Ouch. There it was. That was it. Bull’s-eye.

You feel worthless.

More specifically, worthless without him, a phrase that fits as perfectly as your best little black dress.

That’s not a match for your particular situation, you say?

You’re probably right. It may not be. Perhaps our losses don’t resemble each other’s in the least little bit. But see if completing this sentence with your words offers clarity. Imagine Florence speaking to you. (Side note: it’s helpful to throw in that finger-wagging thing too.)

“You think you have no value apart from _____________.”

That job? That bank account? That relationship? The success of that superstar child? That home? That car? That title? Those dusty trophies lined up against the window ledge? That perfectly beating heart that pumped you through two elite marathons? Those long-awaited and longed-for Louboutin shoes?

Recalibrating your worth when you lose something temporal you’ve attached it to proves debilitating. And it doesn’t really matter which temporal thing becomes the object of your devotion. All will fail because all are, by definition, fleeting.

Working in a local “stone soup” homeless shelter, I recall a day I manned the clothing trailer. I struck up a conversation with a chatty middle-aged client, as we called the visitors, who took his time poring over the donated jackets hanging on the rack. He pulled out a rather natty plaid coat, propped it up for me to see, and announced, “I wore one like this when I was somebody.” My soul tore a little for him as I helped him into the sleeves and reflected on the lesson he was teaching me at that very moment, as I was still stuck searching for that old relationship that I’d worn when I was somebody. Neither of our garments fit.

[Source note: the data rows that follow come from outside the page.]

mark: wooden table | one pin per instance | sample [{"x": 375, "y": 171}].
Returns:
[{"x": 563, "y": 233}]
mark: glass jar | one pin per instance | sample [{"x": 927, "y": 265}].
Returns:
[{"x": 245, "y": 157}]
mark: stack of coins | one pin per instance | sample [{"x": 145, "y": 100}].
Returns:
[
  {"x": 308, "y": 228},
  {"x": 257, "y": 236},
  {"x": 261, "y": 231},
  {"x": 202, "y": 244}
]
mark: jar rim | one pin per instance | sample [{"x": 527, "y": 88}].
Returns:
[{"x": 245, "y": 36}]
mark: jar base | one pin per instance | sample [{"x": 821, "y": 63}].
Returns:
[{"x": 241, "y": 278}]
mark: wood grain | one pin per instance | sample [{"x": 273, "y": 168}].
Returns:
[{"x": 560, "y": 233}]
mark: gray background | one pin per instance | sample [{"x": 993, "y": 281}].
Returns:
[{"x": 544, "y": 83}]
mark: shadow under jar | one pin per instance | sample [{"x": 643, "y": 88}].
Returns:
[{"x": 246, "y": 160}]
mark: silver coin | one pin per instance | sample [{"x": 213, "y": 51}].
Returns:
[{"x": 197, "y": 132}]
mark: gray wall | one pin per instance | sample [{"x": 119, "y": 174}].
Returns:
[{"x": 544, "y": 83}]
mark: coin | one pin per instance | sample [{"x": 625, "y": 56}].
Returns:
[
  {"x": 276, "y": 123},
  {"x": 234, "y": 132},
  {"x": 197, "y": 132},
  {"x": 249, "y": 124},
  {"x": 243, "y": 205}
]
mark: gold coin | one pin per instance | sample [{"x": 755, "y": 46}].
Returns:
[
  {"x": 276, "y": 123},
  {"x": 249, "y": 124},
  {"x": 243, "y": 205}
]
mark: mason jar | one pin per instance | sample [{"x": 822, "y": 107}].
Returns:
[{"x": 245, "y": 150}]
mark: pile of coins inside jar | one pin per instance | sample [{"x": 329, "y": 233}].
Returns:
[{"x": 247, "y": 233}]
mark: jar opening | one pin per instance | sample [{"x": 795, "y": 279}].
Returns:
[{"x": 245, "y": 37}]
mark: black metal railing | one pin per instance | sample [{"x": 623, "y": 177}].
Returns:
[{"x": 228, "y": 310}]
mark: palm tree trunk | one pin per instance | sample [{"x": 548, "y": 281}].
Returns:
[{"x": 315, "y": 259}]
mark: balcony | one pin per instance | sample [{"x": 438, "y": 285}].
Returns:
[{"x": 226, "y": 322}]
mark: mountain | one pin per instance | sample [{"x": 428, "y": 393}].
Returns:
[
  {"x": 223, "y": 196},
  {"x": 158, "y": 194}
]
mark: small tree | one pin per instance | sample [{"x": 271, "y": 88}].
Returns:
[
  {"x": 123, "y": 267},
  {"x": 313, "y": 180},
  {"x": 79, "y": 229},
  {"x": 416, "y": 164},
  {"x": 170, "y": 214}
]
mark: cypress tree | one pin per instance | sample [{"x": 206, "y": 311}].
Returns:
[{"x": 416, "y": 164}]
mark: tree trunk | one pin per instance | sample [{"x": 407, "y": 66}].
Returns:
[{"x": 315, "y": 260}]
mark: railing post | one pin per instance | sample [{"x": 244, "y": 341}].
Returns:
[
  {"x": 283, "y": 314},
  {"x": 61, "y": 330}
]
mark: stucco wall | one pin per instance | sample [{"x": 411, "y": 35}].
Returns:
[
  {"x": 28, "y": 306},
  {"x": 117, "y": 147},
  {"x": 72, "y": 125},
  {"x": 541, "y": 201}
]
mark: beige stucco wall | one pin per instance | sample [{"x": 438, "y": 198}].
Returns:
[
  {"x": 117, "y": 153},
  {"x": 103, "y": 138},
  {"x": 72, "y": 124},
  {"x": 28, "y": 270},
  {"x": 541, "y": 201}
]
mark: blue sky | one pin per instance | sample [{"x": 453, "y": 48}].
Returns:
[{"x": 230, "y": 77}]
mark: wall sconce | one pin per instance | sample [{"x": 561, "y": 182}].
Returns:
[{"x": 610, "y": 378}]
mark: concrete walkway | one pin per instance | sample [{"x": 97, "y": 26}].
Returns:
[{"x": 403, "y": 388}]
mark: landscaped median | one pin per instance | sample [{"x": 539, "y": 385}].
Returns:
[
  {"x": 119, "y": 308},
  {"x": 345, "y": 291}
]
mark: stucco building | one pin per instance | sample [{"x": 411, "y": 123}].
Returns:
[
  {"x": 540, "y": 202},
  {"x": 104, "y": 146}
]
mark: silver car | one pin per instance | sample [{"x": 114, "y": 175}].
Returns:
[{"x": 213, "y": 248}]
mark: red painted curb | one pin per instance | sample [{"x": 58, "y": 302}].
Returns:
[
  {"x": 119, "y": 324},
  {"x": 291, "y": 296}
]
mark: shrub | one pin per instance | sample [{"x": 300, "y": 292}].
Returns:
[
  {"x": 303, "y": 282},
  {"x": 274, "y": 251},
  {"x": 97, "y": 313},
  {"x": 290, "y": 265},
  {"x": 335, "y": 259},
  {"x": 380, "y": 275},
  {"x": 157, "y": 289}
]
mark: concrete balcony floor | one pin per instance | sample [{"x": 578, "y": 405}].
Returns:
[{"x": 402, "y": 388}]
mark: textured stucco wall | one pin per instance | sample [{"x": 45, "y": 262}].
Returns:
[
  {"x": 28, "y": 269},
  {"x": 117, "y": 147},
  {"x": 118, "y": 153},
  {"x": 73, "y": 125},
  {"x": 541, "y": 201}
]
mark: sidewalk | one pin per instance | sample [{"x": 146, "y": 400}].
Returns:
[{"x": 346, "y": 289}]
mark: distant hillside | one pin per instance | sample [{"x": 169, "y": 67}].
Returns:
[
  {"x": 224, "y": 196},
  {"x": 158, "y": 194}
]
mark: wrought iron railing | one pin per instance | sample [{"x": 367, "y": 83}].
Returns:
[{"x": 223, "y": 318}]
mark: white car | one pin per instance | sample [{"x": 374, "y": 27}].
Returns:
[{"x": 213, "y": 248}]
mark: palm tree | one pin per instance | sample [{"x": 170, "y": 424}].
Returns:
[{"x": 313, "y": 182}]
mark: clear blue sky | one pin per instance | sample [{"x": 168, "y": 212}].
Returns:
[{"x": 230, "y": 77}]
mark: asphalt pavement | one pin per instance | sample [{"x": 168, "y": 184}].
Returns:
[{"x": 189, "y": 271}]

These spiritual misappropriations and misplaced self-assessments in light of loss happen in all stratas of society — rich or impoverished, privileged or marginalized. I think the marginalized just may be more honest about it. Hence, natty-plaid-coat-man with the easy confession rolling off his tongue, unknowingly calling out the got-it-all-together volunteer hiding her spiritual snags behind a laminated-lanyard ID tag and rows of hand-me-down coats stuffed into a double-wide.

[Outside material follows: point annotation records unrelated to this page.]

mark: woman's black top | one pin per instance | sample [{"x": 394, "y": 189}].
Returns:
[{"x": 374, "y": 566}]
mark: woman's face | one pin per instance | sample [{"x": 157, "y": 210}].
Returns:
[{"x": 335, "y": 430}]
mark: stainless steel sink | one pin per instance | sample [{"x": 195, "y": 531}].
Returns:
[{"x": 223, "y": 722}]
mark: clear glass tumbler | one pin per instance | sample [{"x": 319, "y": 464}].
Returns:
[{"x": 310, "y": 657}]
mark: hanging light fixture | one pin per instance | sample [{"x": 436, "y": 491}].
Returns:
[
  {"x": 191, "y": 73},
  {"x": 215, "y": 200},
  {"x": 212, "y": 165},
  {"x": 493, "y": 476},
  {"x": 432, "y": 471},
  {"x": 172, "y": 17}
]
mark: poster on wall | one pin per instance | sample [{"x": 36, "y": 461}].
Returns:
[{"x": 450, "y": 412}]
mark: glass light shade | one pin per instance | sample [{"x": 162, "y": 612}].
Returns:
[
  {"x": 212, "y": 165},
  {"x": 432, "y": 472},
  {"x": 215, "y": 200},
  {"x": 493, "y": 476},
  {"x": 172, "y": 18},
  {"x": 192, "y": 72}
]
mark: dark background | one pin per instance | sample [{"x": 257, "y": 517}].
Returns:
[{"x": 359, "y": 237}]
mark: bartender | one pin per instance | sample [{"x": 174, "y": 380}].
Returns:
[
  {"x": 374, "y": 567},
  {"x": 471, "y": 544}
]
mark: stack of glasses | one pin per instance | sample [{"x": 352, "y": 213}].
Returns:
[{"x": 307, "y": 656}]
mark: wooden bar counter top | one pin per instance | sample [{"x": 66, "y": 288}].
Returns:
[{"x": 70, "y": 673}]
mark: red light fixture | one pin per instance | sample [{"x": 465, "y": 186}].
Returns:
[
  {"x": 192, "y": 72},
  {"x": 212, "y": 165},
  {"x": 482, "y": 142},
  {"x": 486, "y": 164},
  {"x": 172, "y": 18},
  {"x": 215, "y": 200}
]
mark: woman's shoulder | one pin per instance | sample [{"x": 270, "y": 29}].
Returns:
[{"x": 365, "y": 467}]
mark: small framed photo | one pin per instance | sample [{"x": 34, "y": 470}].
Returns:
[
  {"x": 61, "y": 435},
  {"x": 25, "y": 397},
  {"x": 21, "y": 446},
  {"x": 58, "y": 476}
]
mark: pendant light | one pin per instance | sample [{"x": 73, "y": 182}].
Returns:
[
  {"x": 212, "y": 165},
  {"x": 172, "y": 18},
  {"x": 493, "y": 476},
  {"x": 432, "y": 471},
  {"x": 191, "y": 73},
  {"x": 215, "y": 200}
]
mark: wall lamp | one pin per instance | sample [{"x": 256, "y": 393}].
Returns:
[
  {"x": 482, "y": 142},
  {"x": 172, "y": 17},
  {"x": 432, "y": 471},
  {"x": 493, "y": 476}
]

The movie scene running through my mind cuts to Jesus gathering the children to Him, deliberately corralling the littlest littles and placing them center stage while the disciples, clueless, strut around in the wings, jockeying for position and elbowing each other out of the way, so as to avoid tripping over their extra-long egos.

Truly I tell you, unless you change and become like little children, you will never enter the Kingdom of Heaven. — Matthew 18:3

Well played, Jesus.

The upside-down Kingdom of this tough-but-tender Rabbi never fails to flip social structures on their haughty heads.

Excerpted from I Don’t Know Who I Am Anymore by Carole Holiday, copyright Carole Holiday.

Jesus did turn the world upside down. Man has placed himself at the center of the world, trying to take the place that only God can fill. When man wakes up and bathes in the truth of who Jesus is and what He has done, there must be an awakening, a focus on truth and reality of the problem in life. It is a focus on self instead of God. Let us draw near to the throne of grace and find the help and grace that we all need!